FEW is really good at making sub-$60 retail juice that tastes a lot more expensive. Elevate your anxious waiting game with a bottle - bonus - you don't even have to go hunting for it. If only every decision was this easy in 2020.
CLOSING: NO MATTER WHAT
Stop me if you've heard this one before: Jackie Robinson, a generational Ohio State linebacker and the Godfather of Soul walk into a bar. It's the same guy.
In 2013 Chadwick Boseman starred in three consecutive movies I'll never get enough of - 42, Draft Day and Get on Up. Two historical figures plus a pastiche of one that arrives in Columbus with glorious regularity. Boseman nailed all three wildly different roles, in succession. What a gift.
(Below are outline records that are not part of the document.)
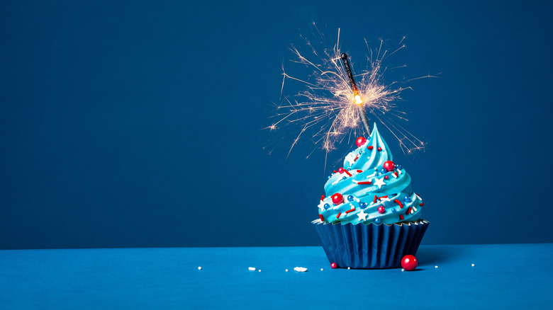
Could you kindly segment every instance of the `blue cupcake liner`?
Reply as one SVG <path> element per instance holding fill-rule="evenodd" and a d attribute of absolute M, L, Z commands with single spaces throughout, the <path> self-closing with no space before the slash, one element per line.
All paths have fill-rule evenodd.
<path fill-rule="evenodd" d="M 376 225 L 311 222 L 330 263 L 354 269 L 396 268 L 401 258 L 415 255 L 430 224 L 424 219 L 410 223 Z"/>

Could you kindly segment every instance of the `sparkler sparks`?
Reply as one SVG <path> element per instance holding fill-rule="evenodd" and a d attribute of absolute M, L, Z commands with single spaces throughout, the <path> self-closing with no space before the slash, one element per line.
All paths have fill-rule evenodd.
<path fill-rule="evenodd" d="M 324 41 L 324 37 L 320 36 Z M 384 59 L 405 47 L 405 45 L 402 44 L 403 39 L 405 38 L 391 52 L 383 50 L 384 40 L 380 40 L 379 46 L 374 50 L 371 50 L 365 41 L 369 50 L 367 56 L 368 65 L 364 71 L 354 76 L 358 81 L 357 84 L 353 81 L 354 75 L 351 74 L 347 56 L 340 52 L 340 29 L 337 42 L 332 50 L 326 48 L 321 52 L 306 40 L 313 54 L 320 58 L 316 61 L 308 59 L 292 47 L 291 50 L 297 57 L 292 62 L 305 64 L 314 73 L 311 79 L 303 80 L 286 74 L 283 66 L 281 96 L 287 79 L 303 84 L 305 88 L 295 100 L 285 98 L 284 103 L 276 106 L 276 113 L 274 117 L 278 120 L 266 129 L 276 130 L 284 124 L 296 125 L 300 127 L 299 133 L 293 139 L 289 156 L 300 138 L 308 134 L 306 132 L 313 137 L 315 144 L 320 145 L 328 154 L 345 137 L 351 139 L 353 137 L 354 139 L 362 135 L 360 121 L 366 120 L 365 111 L 367 111 L 369 115 L 374 116 L 390 130 L 399 142 L 403 153 L 423 149 L 424 143 L 394 120 L 407 120 L 406 113 L 397 110 L 395 104 L 396 101 L 401 100 L 401 93 L 410 88 L 401 85 L 420 77 L 394 81 L 388 85 L 384 82 L 384 74 L 387 70 L 406 67 L 388 68 L 382 64 Z M 344 62 L 343 65 L 342 61 Z M 428 75 L 423 77 L 434 76 Z M 367 134 L 370 134 L 368 123 L 364 125 Z"/>

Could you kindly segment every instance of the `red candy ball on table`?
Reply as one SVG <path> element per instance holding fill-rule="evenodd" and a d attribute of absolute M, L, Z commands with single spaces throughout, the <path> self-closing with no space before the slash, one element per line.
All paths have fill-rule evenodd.
<path fill-rule="evenodd" d="M 357 147 L 361 147 L 362 145 L 364 144 L 365 142 L 367 142 L 367 139 L 365 139 L 364 137 L 359 137 L 357 140 L 355 140 L 355 144 L 357 144 Z"/>
<path fill-rule="evenodd" d="M 344 201 L 344 197 L 339 193 L 333 195 L 332 199 L 335 205 L 340 205 Z"/>
<path fill-rule="evenodd" d="M 382 166 L 384 167 L 384 169 L 389 171 L 393 171 L 393 169 L 396 168 L 396 164 L 392 161 L 384 161 L 384 164 Z"/>
<path fill-rule="evenodd" d="M 406 255 L 401 259 L 401 267 L 407 271 L 413 271 L 417 268 L 417 258 L 412 255 Z"/>

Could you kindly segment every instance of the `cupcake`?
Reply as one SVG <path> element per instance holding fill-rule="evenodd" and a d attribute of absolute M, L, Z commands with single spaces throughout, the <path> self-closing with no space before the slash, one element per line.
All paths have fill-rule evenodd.
<path fill-rule="evenodd" d="M 410 176 L 373 128 L 328 177 L 312 222 L 328 260 L 340 268 L 398 268 L 404 256 L 416 253 L 428 227 Z"/>

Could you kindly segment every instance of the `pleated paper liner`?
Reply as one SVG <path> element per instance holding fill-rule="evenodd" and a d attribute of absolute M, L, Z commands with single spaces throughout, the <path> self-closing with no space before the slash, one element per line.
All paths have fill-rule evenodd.
<path fill-rule="evenodd" d="M 330 263 L 356 269 L 396 268 L 401 258 L 415 255 L 428 222 L 419 219 L 391 225 L 311 222 Z"/>

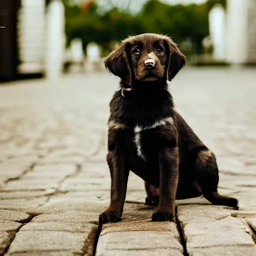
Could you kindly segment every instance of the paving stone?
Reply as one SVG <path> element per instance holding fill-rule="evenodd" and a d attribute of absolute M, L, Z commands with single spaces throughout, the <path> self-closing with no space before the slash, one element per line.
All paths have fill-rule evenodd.
<path fill-rule="evenodd" d="M 174 222 L 152 222 L 150 219 L 143 220 L 132 220 L 121 222 L 112 224 L 108 223 L 102 226 L 101 236 L 114 232 L 126 232 L 130 231 L 154 231 L 156 232 L 170 232 L 178 241 L 180 241 L 180 236 L 176 224 Z"/>
<path fill-rule="evenodd" d="M 110 180 L 109 178 L 90 178 L 81 180 L 77 178 L 67 178 L 62 184 L 60 191 L 72 190 L 110 190 Z"/>
<path fill-rule="evenodd" d="M 84 212 L 82 210 L 67 210 L 56 214 L 44 214 L 34 217 L 34 222 L 98 222 L 99 214 Z"/>
<path fill-rule="evenodd" d="M 42 196 L 36 198 L 0 200 L 0 208 L 28 212 L 37 209 L 44 205 L 48 199 Z"/>
<path fill-rule="evenodd" d="M 248 228 L 239 218 L 231 216 L 231 212 L 216 206 L 178 206 L 188 251 L 194 253 L 196 248 L 254 246 Z"/>
<path fill-rule="evenodd" d="M 254 218 L 246 218 L 246 222 L 256 233 L 256 216 Z"/>
<path fill-rule="evenodd" d="M 0 231 L 0 255 L 3 255 L 15 236 L 15 232 Z"/>
<path fill-rule="evenodd" d="M 38 159 L 37 156 L 8 159 L 0 163 L 0 176 L 6 180 L 16 178 L 29 169 Z"/>
<path fill-rule="evenodd" d="M 40 213 L 64 212 L 66 211 L 82 211 L 86 212 L 100 214 L 109 206 L 109 202 L 74 202 L 74 200 L 60 200 L 52 202 L 48 202 L 38 209 Z"/>
<path fill-rule="evenodd" d="M 84 160 L 85 152 L 79 148 L 72 150 L 72 148 L 65 148 L 52 152 L 46 157 L 40 160 L 42 164 L 61 162 L 81 164 Z"/>
<path fill-rule="evenodd" d="M 232 217 L 236 218 L 256 218 L 256 212 L 245 212 L 244 210 L 236 210 L 231 214 Z"/>
<path fill-rule="evenodd" d="M 52 195 L 55 190 L 50 188 L 42 191 L 11 191 L 0 192 L 0 199 L 16 199 L 38 198 Z"/>
<path fill-rule="evenodd" d="M 17 231 L 22 224 L 10 220 L 0 220 L 0 232 Z"/>
<path fill-rule="evenodd" d="M 78 256 L 82 255 L 81 254 L 75 254 L 68 250 L 58 250 L 54 252 L 22 252 L 8 253 L 6 255 L 16 256 Z"/>
<path fill-rule="evenodd" d="M 182 246 L 171 232 L 134 231 L 100 235 L 96 255 L 112 255 L 111 252 L 114 250 L 146 250 L 150 252 L 158 249 L 169 249 L 170 254 L 175 252 L 171 255 L 183 254 Z"/>
<path fill-rule="evenodd" d="M 256 255 L 256 246 L 193 248 L 192 255 L 193 256 L 216 256 L 216 255 L 221 255 L 222 256 L 252 256 L 253 255 Z"/>
<path fill-rule="evenodd" d="M 20 230 L 22 231 L 45 230 L 67 231 L 69 232 L 88 233 L 92 228 L 96 229 L 98 226 L 83 222 L 68 221 L 49 221 L 46 222 L 32 222 L 24 226 Z"/>
<path fill-rule="evenodd" d="M 22 252 L 70 250 L 82 254 L 86 238 L 83 233 L 62 231 L 23 231 L 16 234 L 8 254 Z"/>
<path fill-rule="evenodd" d="M 0 220 L 14 222 L 26 222 L 31 218 L 31 216 L 24 212 L 15 210 L 0 210 Z"/>
<path fill-rule="evenodd" d="M 60 173 L 64 176 L 70 175 L 76 170 L 76 166 L 74 164 L 45 164 L 36 165 L 33 169 L 34 173 Z"/>
<path fill-rule="evenodd" d="M 134 249 L 134 250 L 101 250 L 96 254 L 96 256 L 182 256 L 183 255 L 180 250 L 172 248 L 156 249 Z"/>
<path fill-rule="evenodd" d="M 66 201 L 84 204 L 86 202 L 92 201 L 109 202 L 110 199 L 110 192 L 109 191 L 73 191 L 68 192 L 64 194 L 57 194 L 52 196 L 48 202 L 52 204 Z"/>
<path fill-rule="evenodd" d="M 58 186 L 60 178 L 47 178 L 40 180 L 36 178 L 23 178 L 18 180 L 12 180 L 8 182 L 4 188 L 5 191 L 14 191 L 17 190 L 45 190 L 56 188 Z"/>

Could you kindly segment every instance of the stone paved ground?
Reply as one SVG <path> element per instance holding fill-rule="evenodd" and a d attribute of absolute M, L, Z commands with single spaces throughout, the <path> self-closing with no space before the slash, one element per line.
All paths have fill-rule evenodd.
<path fill-rule="evenodd" d="M 179 201 L 177 226 L 150 222 L 132 174 L 123 221 L 98 226 L 110 198 L 106 123 L 117 79 L 0 86 L 0 254 L 256 255 L 256 80 L 255 70 L 188 68 L 173 82 L 176 108 L 218 157 L 220 192 L 241 208 Z"/>

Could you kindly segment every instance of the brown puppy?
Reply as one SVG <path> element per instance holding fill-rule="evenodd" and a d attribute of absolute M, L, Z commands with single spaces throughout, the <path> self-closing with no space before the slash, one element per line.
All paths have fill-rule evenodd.
<path fill-rule="evenodd" d="M 156 34 L 130 37 L 104 63 L 121 80 L 108 122 L 110 204 L 100 222 L 121 220 L 130 170 L 145 180 L 146 204 L 158 205 L 153 221 L 176 222 L 175 200 L 202 194 L 237 208 L 236 199 L 218 192 L 214 155 L 174 109 L 166 80 L 186 64 L 176 44 Z"/>

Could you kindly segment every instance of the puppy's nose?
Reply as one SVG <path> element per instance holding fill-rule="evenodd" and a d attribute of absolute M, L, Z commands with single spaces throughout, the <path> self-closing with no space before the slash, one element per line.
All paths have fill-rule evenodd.
<path fill-rule="evenodd" d="M 152 58 L 146 60 L 145 60 L 144 64 L 147 70 L 152 70 L 156 66 L 156 62 Z"/>

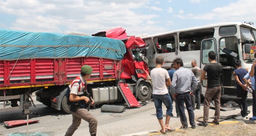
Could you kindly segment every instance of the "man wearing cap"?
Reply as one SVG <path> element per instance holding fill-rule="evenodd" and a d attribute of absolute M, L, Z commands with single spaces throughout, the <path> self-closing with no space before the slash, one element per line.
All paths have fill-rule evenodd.
<path fill-rule="evenodd" d="M 86 81 L 87 78 L 90 78 L 92 72 L 92 68 L 91 66 L 83 66 L 81 68 L 81 75 L 77 77 L 69 86 L 70 89 L 69 100 L 71 103 L 79 102 L 79 104 L 78 107 L 75 109 L 76 111 L 71 111 L 73 117 L 72 124 L 68 129 L 65 136 L 73 135 L 80 125 L 81 119 L 88 122 L 91 136 L 96 136 L 98 121 L 92 115 L 88 112 L 87 110 L 85 108 L 85 107 L 83 107 L 83 106 L 80 104 L 84 102 L 87 103 L 90 101 L 89 98 L 84 95 L 83 90 L 86 89 Z M 94 102 L 92 99 L 91 99 L 91 104 L 92 105 Z M 70 106 L 72 106 L 72 104 L 71 104 Z M 71 108 L 70 108 L 71 109 Z"/>

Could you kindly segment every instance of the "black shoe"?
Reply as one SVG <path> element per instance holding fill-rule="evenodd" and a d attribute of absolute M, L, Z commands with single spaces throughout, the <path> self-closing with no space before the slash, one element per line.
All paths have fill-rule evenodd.
<path fill-rule="evenodd" d="M 205 127 L 208 126 L 208 123 L 204 123 L 203 122 L 200 122 L 197 123 L 197 125 Z"/>
<path fill-rule="evenodd" d="M 213 121 L 212 121 L 212 123 L 213 123 L 214 125 L 219 125 L 219 122 L 217 122 L 215 120 L 213 120 Z"/>

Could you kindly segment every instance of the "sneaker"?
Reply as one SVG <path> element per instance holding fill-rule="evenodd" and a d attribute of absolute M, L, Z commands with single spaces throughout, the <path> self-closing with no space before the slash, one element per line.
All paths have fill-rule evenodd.
<path fill-rule="evenodd" d="M 216 125 L 219 125 L 219 122 L 217 122 L 215 120 L 213 120 L 213 121 L 212 121 L 212 123 Z"/>
<path fill-rule="evenodd" d="M 181 126 L 181 128 L 180 129 L 187 130 L 187 126 Z"/>
<path fill-rule="evenodd" d="M 256 116 L 254 116 L 251 118 L 250 118 L 249 119 L 249 120 L 256 120 Z"/>
<path fill-rule="evenodd" d="M 198 126 L 208 126 L 208 123 L 204 123 L 204 122 L 199 122 L 197 124 Z"/>
<path fill-rule="evenodd" d="M 244 120 L 245 119 L 245 117 L 243 117 L 242 116 L 239 116 L 235 117 L 235 119 L 238 120 Z"/>
<path fill-rule="evenodd" d="M 191 126 L 191 127 L 192 129 L 195 129 L 196 128 L 196 126 L 195 125 L 195 126 Z"/>

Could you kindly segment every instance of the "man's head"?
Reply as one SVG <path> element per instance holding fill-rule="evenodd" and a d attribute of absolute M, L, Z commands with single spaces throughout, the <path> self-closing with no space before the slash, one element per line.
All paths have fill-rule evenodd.
<path fill-rule="evenodd" d="M 183 66 L 183 62 L 182 60 L 180 58 L 176 58 L 173 61 L 173 63 L 174 63 L 174 68 L 177 70 L 180 68 L 180 67 Z"/>
<path fill-rule="evenodd" d="M 174 68 L 174 63 L 171 63 L 171 69 Z"/>
<path fill-rule="evenodd" d="M 196 60 L 193 60 L 191 62 L 191 66 L 192 66 L 192 67 L 194 68 L 195 67 L 196 67 L 197 66 L 197 62 Z"/>
<path fill-rule="evenodd" d="M 84 65 L 81 68 L 81 75 L 82 76 L 91 74 L 92 73 L 92 68 L 89 65 Z"/>
<path fill-rule="evenodd" d="M 210 51 L 208 53 L 208 58 L 212 60 L 216 59 L 216 54 L 213 51 Z"/>
<path fill-rule="evenodd" d="M 156 64 L 162 65 L 164 64 L 164 58 L 161 56 L 158 56 L 155 59 L 155 63 Z"/>
<path fill-rule="evenodd" d="M 241 66 L 241 61 L 240 60 L 238 60 L 235 62 L 235 67 L 237 68 Z"/>

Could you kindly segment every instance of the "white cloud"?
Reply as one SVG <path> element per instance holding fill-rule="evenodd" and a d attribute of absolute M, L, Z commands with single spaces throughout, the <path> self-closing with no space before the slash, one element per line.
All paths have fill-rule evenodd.
<path fill-rule="evenodd" d="M 193 3 L 200 3 L 201 0 L 190 0 L 190 1 Z"/>
<path fill-rule="evenodd" d="M 162 10 L 163 10 L 162 8 L 157 7 L 156 7 L 156 6 L 151 6 L 151 7 L 149 7 L 149 10 L 156 10 L 156 11 L 162 11 Z"/>
<path fill-rule="evenodd" d="M 256 15 L 255 5 L 256 0 L 240 0 L 223 7 L 213 9 L 211 12 L 193 15 L 191 14 L 176 15 L 175 16 L 182 19 L 192 18 L 197 20 L 210 20 L 213 22 L 256 21 L 254 17 Z"/>
<path fill-rule="evenodd" d="M 133 11 L 145 8 L 150 1 L 8 0 L 0 1 L 0 14 L 15 17 L 16 20 L 9 28 L 14 30 L 92 34 L 122 26 L 140 33 L 146 31 L 140 27 L 142 26 L 151 27 L 151 31 L 159 29 L 158 27 L 151 26 L 155 23 L 151 20 L 158 15 L 138 13 Z M 162 10 L 161 8 L 154 6 L 150 9 Z M 7 26 L 5 24 L 3 26 Z"/>
<path fill-rule="evenodd" d="M 172 13 L 173 10 L 171 7 L 169 7 L 169 9 L 168 9 L 168 13 Z"/>

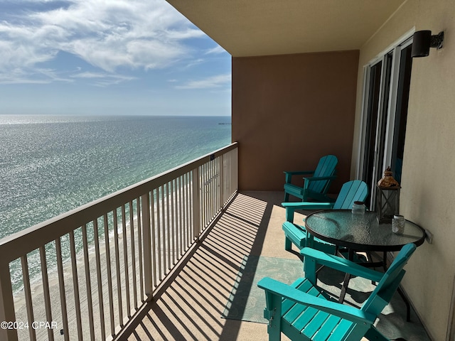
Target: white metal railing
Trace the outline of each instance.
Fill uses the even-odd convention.
[[[232,144],[0,240],[0,340],[115,338],[237,189]]]

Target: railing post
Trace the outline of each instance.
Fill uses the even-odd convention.
[[[153,278],[151,275],[151,238],[150,225],[150,197],[149,193],[142,195],[142,249],[144,254],[144,291],[147,296],[147,301],[153,298]]]
[[[9,328],[7,323],[16,322],[13,287],[9,273],[9,263],[0,262],[0,340],[17,341],[17,330],[11,326]],[[6,327],[6,328],[5,328]]]
[[[199,168],[193,170],[193,233],[196,239],[199,241],[199,232],[200,231],[200,206],[199,200]]]
[[[218,169],[220,172],[220,208],[223,208],[223,205],[225,203],[225,180],[224,180],[224,155],[220,155],[218,157]]]

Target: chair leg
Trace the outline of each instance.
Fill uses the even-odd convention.
[[[292,249],[292,242],[287,237],[284,237],[284,249],[286,251],[291,251]]]

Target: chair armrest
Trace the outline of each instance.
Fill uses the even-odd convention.
[[[286,209],[295,210],[331,210],[333,202],[282,202]]]
[[[310,247],[304,247],[300,253],[305,257],[305,273],[306,273],[308,270],[309,276],[310,276],[310,273],[313,272],[313,269],[314,269],[314,270],[318,269],[319,265],[328,266],[335,270],[350,274],[351,275],[367,278],[375,282],[380,281],[384,275],[382,272],[365,268],[344,258],[338,257],[333,254],[327,254]]]
[[[266,296],[267,294],[277,295],[354,323],[373,324],[376,318],[373,314],[365,313],[350,305],[313,296],[269,277],[261,279],[258,282],[257,286],[265,290]],[[270,309],[272,307],[267,308]]]
[[[291,175],[303,175],[304,174],[313,174],[314,173],[314,170],[284,170],[283,173],[284,174],[289,174]]]
[[[286,220],[294,222],[294,212],[296,210],[331,210],[333,202],[282,202],[286,208]]]
[[[313,176],[311,178],[304,178],[305,182],[306,181],[321,181],[323,180],[335,180],[336,179],[336,175],[331,175],[331,176]]]

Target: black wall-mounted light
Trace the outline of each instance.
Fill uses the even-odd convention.
[[[412,38],[411,57],[427,57],[429,54],[429,48],[441,48],[443,42],[444,31],[432,36],[431,31],[418,31]]]

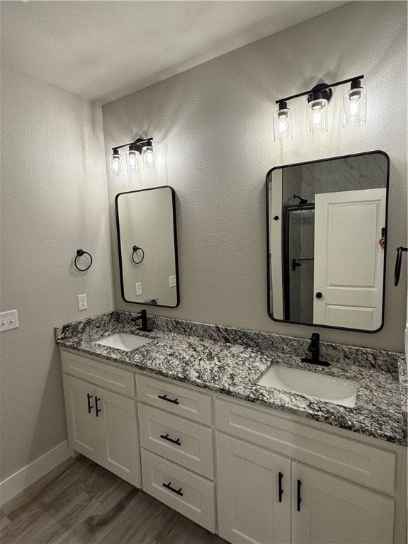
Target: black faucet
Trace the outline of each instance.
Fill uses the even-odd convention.
[[[147,312],[145,310],[141,310],[138,314],[133,317],[133,321],[142,320],[142,327],[138,327],[138,331],[144,331],[144,332],[152,332],[152,329],[147,328]]]
[[[312,333],[310,336],[310,344],[307,348],[307,351],[311,353],[311,357],[302,357],[302,363],[310,363],[312,365],[320,365],[321,366],[330,366],[330,363],[327,361],[320,361],[320,334],[317,332]]]

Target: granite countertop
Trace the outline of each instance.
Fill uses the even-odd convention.
[[[131,351],[94,342],[135,332],[135,314],[112,312],[55,329],[62,347],[99,356],[250,402],[407,446],[407,366],[402,353],[322,343],[328,368],[300,361],[309,341],[269,333],[149,318],[152,339]],[[271,365],[358,382],[353,408],[256,385]]]

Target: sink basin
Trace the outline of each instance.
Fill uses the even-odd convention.
[[[357,382],[352,380],[332,378],[280,365],[271,366],[256,383],[351,408],[356,404],[358,387]]]
[[[105,336],[100,340],[97,340],[93,344],[100,344],[101,346],[108,346],[109,348],[116,348],[116,349],[123,349],[124,351],[130,351],[135,348],[140,348],[140,346],[144,346],[145,344],[152,342],[149,338],[144,336],[137,336],[135,334],[128,334],[127,332],[117,332],[115,334],[110,334],[110,336]]]

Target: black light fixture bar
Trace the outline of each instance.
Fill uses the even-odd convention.
[[[332,87],[336,87],[339,85],[344,85],[346,83],[352,83],[353,81],[357,81],[360,79],[363,79],[364,78],[364,76],[356,76],[356,77],[351,77],[350,79],[343,79],[341,81],[336,81],[336,83],[332,83],[329,85],[325,83],[319,84],[319,91],[324,91],[327,89],[331,89]],[[316,89],[311,89],[310,91],[305,91],[303,93],[298,93],[298,94],[293,94],[292,96],[287,96],[285,98],[280,98],[280,100],[276,101],[276,103],[280,104],[281,102],[288,102],[290,100],[292,100],[293,98],[297,98],[299,96],[306,96],[307,95],[310,95],[313,94],[316,91]]]
[[[128,145],[135,145],[142,147],[148,142],[151,143],[152,140],[153,138],[136,138],[135,142],[130,142],[128,144],[123,144],[123,145],[115,145],[114,147],[112,147],[112,151],[115,153],[115,151],[120,149],[122,147],[126,147]]]

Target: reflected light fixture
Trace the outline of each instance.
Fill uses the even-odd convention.
[[[134,142],[112,147],[109,157],[111,176],[123,176],[125,173],[136,174],[141,166],[145,170],[156,168],[156,153],[152,144],[153,138],[137,138]],[[123,164],[119,149],[128,147],[125,153],[125,164]],[[147,158],[145,158],[147,157]]]
[[[357,76],[330,84],[319,83],[310,91],[287,96],[276,101],[278,108],[273,114],[273,135],[276,142],[285,143],[293,140],[292,112],[288,102],[300,96],[307,97],[307,134],[311,136],[325,134],[329,130],[327,112],[333,96],[332,87],[350,83],[350,90],[343,98],[344,127],[358,127],[364,125],[367,116],[367,93],[361,86],[364,76]]]

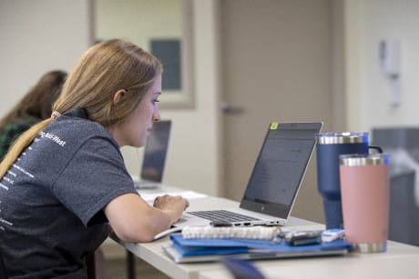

The Robinson biopic is not optional. His performance as James Brown is the biggest Oscar snub of the past decade. And then there's his role as the No.1 draft pick out of Ohio State.
That's him posing as Vontae Mack atop this article. Good ol' number 50, somehow a linebacker in Hollywood. The yellow piece of paper above was (spoiler) a reminder to the Browns GM to not mess up the draft by passing on the best player in it, who just happened to play his college ball just down I-71.
The Browns passing on elite Ohio State talent? Folks, it's happened before. Look it up.
Boseman died last Friday from colon cancer, and the tributes understandably gravitated to his protagonist role as T'Challa from Black Panther in the MCU. That single movie within the franchise made $1.4B and he's a literal superhero in it; the good guy and the comforting contrast of invincible strength versus how he appeared in the final stage of his life.
Of all the great things that have been said about him in memoriam, there's no bad way to remember him has to be near the top. RIP to a legend who always found himself being cast as the perfect superhero, in Wakanda, Columbus or anywhere else.
Thanks for getting Situational today. Go Bucks. Take care of each other.